SCO return to Romsey Abbey featuring Shostakovich's 11th symphony.
Romsey Abbey, Romsey
Saturday 22nd May 2027 - 7:30pm
Ticket Prices: TBC
The Programme

Shostakovich’s Symphony No. 11 is one of his most powerful and dramatic creations, a vast musical fresco that reflects both history and human struggle. Written in 1957, it commemorates the events of 1905, when peaceful demonstrators in St Petersburg were fired upon outside the Winter Palace in what became known as Bloody Sunday.
Rather than a traditional symphony, Shostakovich gives us a film-like narrative in sound. A sense of tense stillness opens the work, the cold square before the storm, with distant drumbeats and softly tolling bells evoking a frozen city holding its breath. Folksongs and revolutionary melodies thread through the movements, not as propaganda but as echoes of ordinary voices swept into extraordinary events.
When the inevitable violence erupts, the music surges with overwhelming force: furious brass, relentless percussion and a driving energy that captures both terror and defiance. Yet woven through the drama are moments of aching sadness, remembrance and quiet dignity, a tribute not only to those who fell in 1905, but to all who suffer under oppression and injustice.

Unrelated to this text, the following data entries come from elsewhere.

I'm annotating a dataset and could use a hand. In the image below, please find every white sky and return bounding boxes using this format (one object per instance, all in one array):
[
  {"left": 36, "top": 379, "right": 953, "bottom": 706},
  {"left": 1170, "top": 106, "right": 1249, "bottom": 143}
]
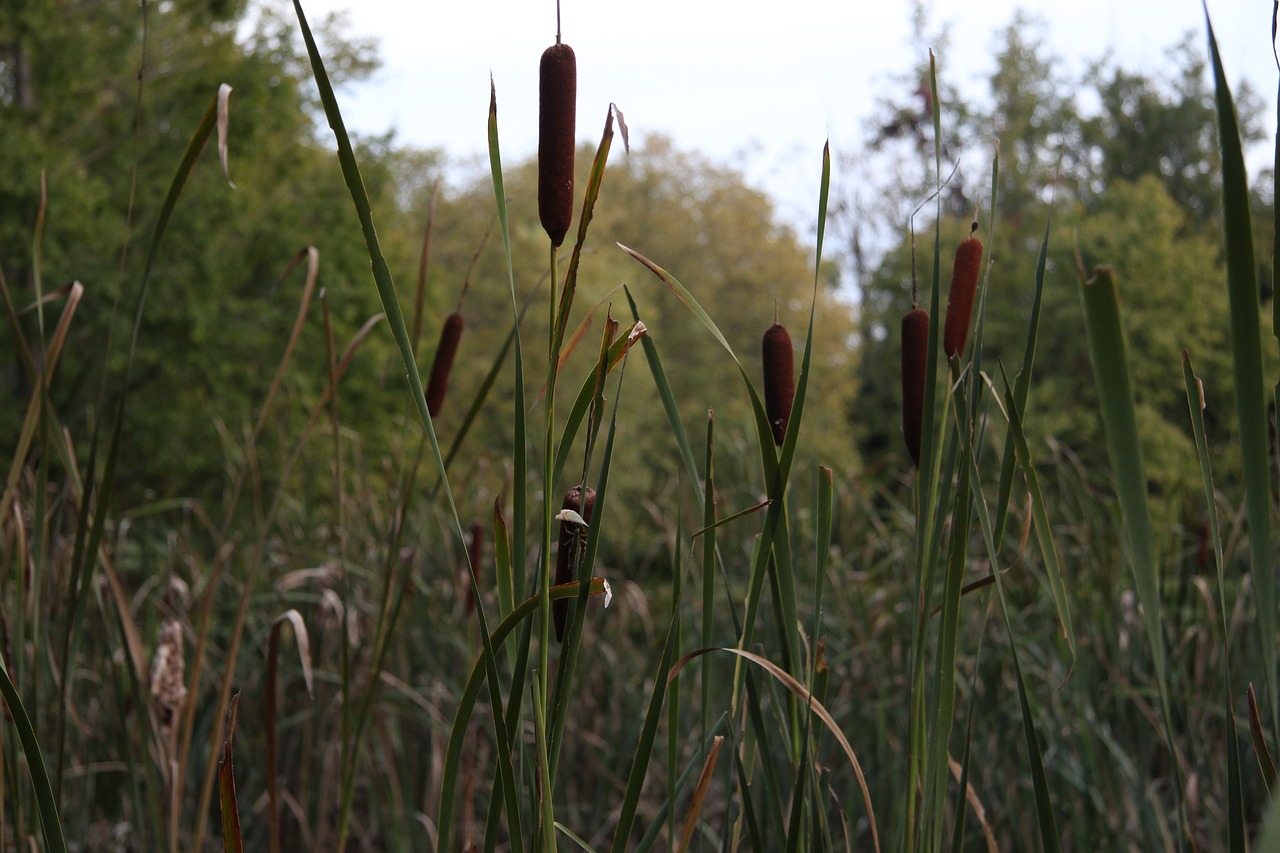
[{"left": 290, "top": 0, "right": 1277, "bottom": 232}]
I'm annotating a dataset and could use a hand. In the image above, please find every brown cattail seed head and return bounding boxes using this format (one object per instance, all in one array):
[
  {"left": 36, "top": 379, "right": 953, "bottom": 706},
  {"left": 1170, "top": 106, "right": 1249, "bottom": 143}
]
[
  {"left": 760, "top": 323, "right": 796, "bottom": 447},
  {"left": 426, "top": 311, "right": 465, "bottom": 418},
  {"left": 942, "top": 237, "right": 982, "bottom": 359},
  {"left": 552, "top": 485, "right": 595, "bottom": 642},
  {"left": 538, "top": 42, "right": 577, "bottom": 246},
  {"left": 902, "top": 309, "right": 929, "bottom": 467}
]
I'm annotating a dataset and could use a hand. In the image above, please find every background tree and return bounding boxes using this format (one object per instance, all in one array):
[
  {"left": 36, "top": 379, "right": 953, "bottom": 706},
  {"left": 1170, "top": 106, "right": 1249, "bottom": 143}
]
[{"left": 851, "top": 15, "right": 1256, "bottom": 527}]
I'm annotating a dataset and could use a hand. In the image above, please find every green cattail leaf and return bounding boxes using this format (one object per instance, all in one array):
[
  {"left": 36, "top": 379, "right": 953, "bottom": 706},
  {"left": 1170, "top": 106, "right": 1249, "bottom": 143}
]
[
  {"left": 293, "top": 0, "right": 524, "bottom": 853},
  {"left": 1080, "top": 266, "right": 1178, "bottom": 804},
  {"left": 436, "top": 578, "right": 613, "bottom": 850},
  {"left": 634, "top": 712, "right": 732, "bottom": 853},
  {"left": 1204, "top": 6, "right": 1280, "bottom": 729},
  {"left": 0, "top": 654, "right": 67, "bottom": 853},
  {"left": 993, "top": 368, "right": 1075, "bottom": 661},
  {"left": 1183, "top": 350, "right": 1248, "bottom": 853}
]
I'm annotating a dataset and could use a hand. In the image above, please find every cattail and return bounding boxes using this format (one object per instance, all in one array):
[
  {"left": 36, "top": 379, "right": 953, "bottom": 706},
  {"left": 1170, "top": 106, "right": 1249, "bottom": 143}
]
[
  {"left": 538, "top": 37, "right": 577, "bottom": 246},
  {"left": 552, "top": 485, "right": 595, "bottom": 642},
  {"left": 902, "top": 309, "right": 929, "bottom": 467},
  {"left": 760, "top": 323, "right": 796, "bottom": 447},
  {"left": 426, "top": 311, "right": 465, "bottom": 418},
  {"left": 462, "top": 521, "right": 484, "bottom": 613},
  {"left": 947, "top": 222, "right": 982, "bottom": 359}
]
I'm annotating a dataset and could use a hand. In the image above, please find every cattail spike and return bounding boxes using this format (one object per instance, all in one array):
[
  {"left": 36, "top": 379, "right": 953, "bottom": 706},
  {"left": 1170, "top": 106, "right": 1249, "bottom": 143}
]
[
  {"left": 902, "top": 309, "right": 929, "bottom": 467},
  {"left": 760, "top": 323, "right": 796, "bottom": 447},
  {"left": 538, "top": 37, "right": 577, "bottom": 246},
  {"left": 426, "top": 311, "right": 465, "bottom": 418},
  {"left": 942, "top": 233, "right": 982, "bottom": 359},
  {"left": 552, "top": 485, "right": 595, "bottom": 643}
]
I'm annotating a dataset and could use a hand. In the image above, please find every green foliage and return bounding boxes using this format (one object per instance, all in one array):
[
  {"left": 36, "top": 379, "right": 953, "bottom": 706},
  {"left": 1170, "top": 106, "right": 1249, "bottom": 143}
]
[
  {"left": 0, "top": 0, "right": 1275, "bottom": 850},
  {"left": 850, "top": 19, "right": 1259, "bottom": 521}
]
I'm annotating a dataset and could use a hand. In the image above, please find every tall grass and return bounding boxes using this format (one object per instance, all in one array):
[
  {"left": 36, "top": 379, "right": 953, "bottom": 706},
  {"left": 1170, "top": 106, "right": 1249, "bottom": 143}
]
[{"left": 0, "top": 3, "right": 1280, "bottom": 850}]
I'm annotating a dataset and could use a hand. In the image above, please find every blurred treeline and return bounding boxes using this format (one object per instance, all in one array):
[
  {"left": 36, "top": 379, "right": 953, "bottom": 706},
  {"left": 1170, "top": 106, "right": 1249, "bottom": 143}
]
[{"left": 0, "top": 0, "right": 1272, "bottom": 564}]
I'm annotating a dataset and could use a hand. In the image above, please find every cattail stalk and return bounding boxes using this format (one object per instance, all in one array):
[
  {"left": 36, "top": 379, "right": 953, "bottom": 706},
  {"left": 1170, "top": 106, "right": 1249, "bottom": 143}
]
[
  {"left": 538, "top": 38, "right": 577, "bottom": 247},
  {"left": 902, "top": 307, "right": 929, "bottom": 467},
  {"left": 942, "top": 222, "right": 982, "bottom": 359},
  {"left": 462, "top": 521, "right": 484, "bottom": 613},
  {"left": 552, "top": 485, "right": 595, "bottom": 642},
  {"left": 760, "top": 323, "right": 796, "bottom": 447},
  {"left": 426, "top": 311, "right": 465, "bottom": 418}
]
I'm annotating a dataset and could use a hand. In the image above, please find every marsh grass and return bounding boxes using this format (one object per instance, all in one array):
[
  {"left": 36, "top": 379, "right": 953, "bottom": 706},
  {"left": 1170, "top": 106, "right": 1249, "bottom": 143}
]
[{"left": 0, "top": 4, "right": 1280, "bottom": 852}]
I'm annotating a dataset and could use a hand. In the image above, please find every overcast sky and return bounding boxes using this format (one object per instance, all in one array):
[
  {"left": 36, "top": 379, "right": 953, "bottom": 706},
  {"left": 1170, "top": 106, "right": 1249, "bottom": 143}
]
[{"left": 290, "top": 0, "right": 1277, "bottom": 229}]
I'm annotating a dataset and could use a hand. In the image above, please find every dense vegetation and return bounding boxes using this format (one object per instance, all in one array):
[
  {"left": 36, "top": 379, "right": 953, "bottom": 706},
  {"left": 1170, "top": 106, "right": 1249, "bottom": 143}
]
[{"left": 0, "top": 0, "right": 1277, "bottom": 849}]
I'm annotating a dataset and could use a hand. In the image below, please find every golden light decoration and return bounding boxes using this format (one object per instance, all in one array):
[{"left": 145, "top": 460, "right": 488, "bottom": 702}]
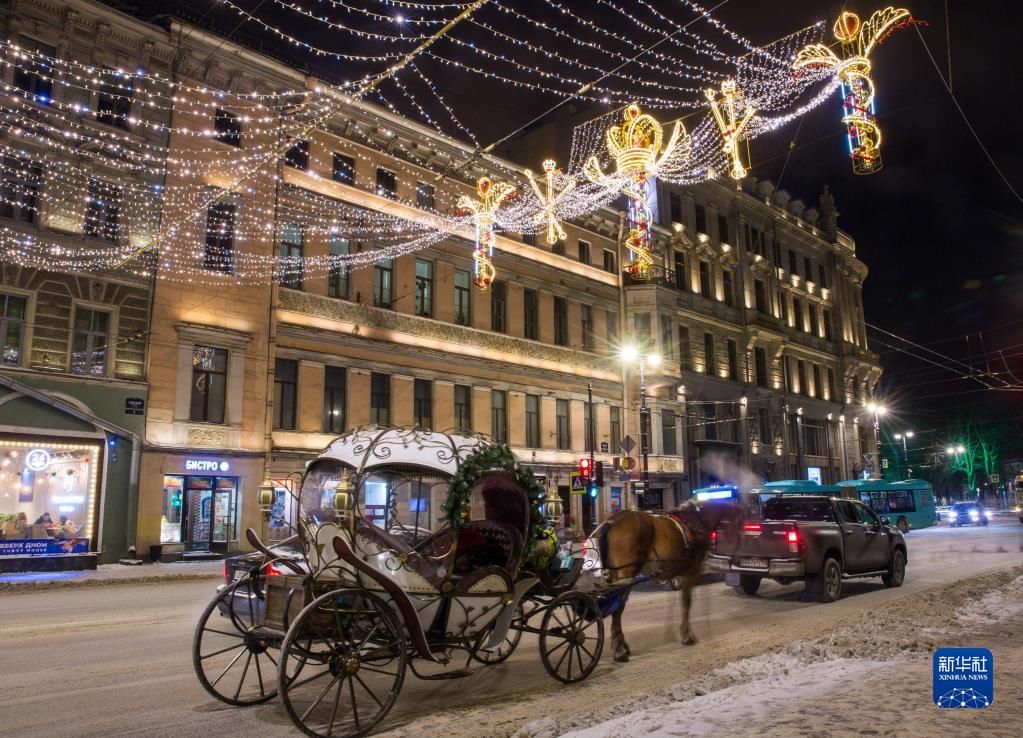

Though rooted in a specific moment in Russian history, Symphony No. 11 speaks far beyond its time. It is a work of conscience as much as artistry — solemn, deeply felt and profoundly human. In its final pages, bells ring again: not simply mourning the past, but reminding us of memory’s power, and of the enduring hope that even in darkness, voices of truth and courage will rise.